Published in the journal Frontiers in Sustainable Food Systems, and co-authored with scientists from the International Rice Research Institute and the International Center for Tropical Agriculture, the investigators made novel use of big datasets from 44 countries in Asia and Africa for 11 major food crops, including potato and sweetpotato, over a 50 year period.
The research team found that declines in varietal diversity are linked to the spatial displacement of traditional landraces and that these trends are faster in Asia than in Africa (Figure 1).
However, the researchers were surprised to find a complicated relationship between crop improvement (breeding) and varietal diversity.
“Since the Green Revolution we have seen large investments in breeding resulting in an unprecedented number of modern varieties… that are subsequently released,” says Marcel Gatto, an agricultural economist at CIP. “A common assumption is that more breeding leads to more [variety] and thus more diverse agricultural systems. However, the link between crop breeding and cultivar diversity is not that straightforward.”
Co-author Stef de Haan, a senior scientist for Andean Food Systems at CIP, agrees. “The link is not simple. Some previously-released varieties (such as IR64 rice and Cooperation 88 potato) are quite persistent and have become megavarieties. And these megavarieties have proven very environmentally-flexible.”
While these megavarieties have substantially contributed to raising incomes, food and nutrition security, researchers are concerned with the longer-term impacts of growing less diversity. Lack of varietal diversity is strongly suggested to reduce agricultural resilience resulting in lower yields, a trend which is exacerbated by increased incidence of pests and diseases associated with climate change and monocultures.
While the research team acknowledges the rise in megavarieties, they were reluctant to identify or name one single factor that contributed to this rise.
De Haan believes breeding approaches to the marketplace has strong explanatory effect. “These varieties wouldn’t exist if there weren’t good markets for them to be sold. Markets look for efficiency, uniformity and year-round supply. They tend to work against diversity this way.
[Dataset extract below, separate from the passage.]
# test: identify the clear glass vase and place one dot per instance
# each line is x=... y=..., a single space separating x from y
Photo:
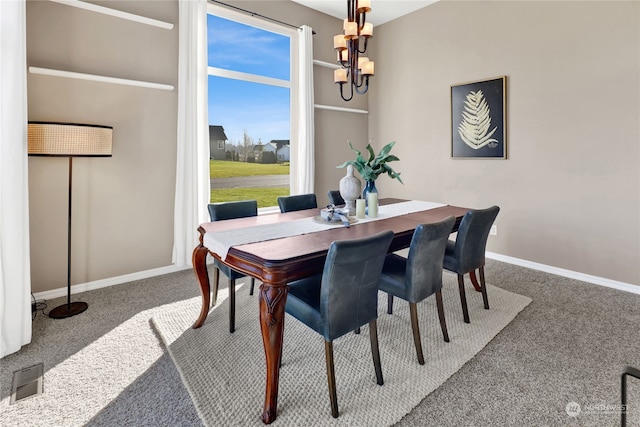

Breeders naturally look to make genetic enhancement more efficient. While new breeding approaches are increasingly efficient, they also tend to rely on a narrower genetic base. Consequently, we pump less diversity into the system. We need diverse breeding approaches, investment in pre-breeding and biodiscovery, release procedures that embrace diversity and a better understanding of consumer preferences as food systems are transforming.”
Luck certainly also plays a role, as Gatto acknowledges: “Some varieties are developed at the right time and in the right place in the world. Discovering the drivers for these trends is a great avenue for future research.”
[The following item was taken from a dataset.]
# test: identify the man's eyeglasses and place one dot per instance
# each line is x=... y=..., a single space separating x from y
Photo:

Both co-authors agree that creating awareness of the need for varietal diversity is a most important factor for governments, farmers and research institutions like the CGIAR.
“We need to provide an enabling environment and incentives to strengthen the use of diversity in breeding and in agrobiodiversity conservation programs while assuring that food supply chains absorb more varieties. This can be done and practical innovations towards this end exists. For example, in Peru and the Netherlands where the urban demand for potato and tomato varietal diversity has significantly increased during the last decade” says De Haan.
Gatto says value chains are another important factor “so these new varieties can get to markets faster and at lower costs.”
For farmers, Gatto and De Haan suggest working with them to conserve diversity and/or make it relevant to their income streams. “Varietal diversity is an effective backstop for building resilience in the wake of catastrophic events and in the face of current challenges from climate change. The same can be said for markets: diversity allows farmers to spread risks to buffer price fluctuations in scenarios where there is demand for diversity. We have seen that demand is shifting in many countries where consumers are becoming increasingly aware of food diversity. And we know from studies in the Andes that varietal diversity positively contributes to year-round food availability,” says De Haan.
Gatto concludes: “We need to strike a balance between food security [as largely satisfied by megavarieties] and diverse food systems that can withstand and produce under changing climatic conditions. New ideas, approaches, and partnerships are needed. That will be the challenge going forward.”
In the CGIAR’s transition to OneCGIAR (ongoing in 2021), the new structure will enable research synergies to provide many of these desired ideas, approaches, and partnerships.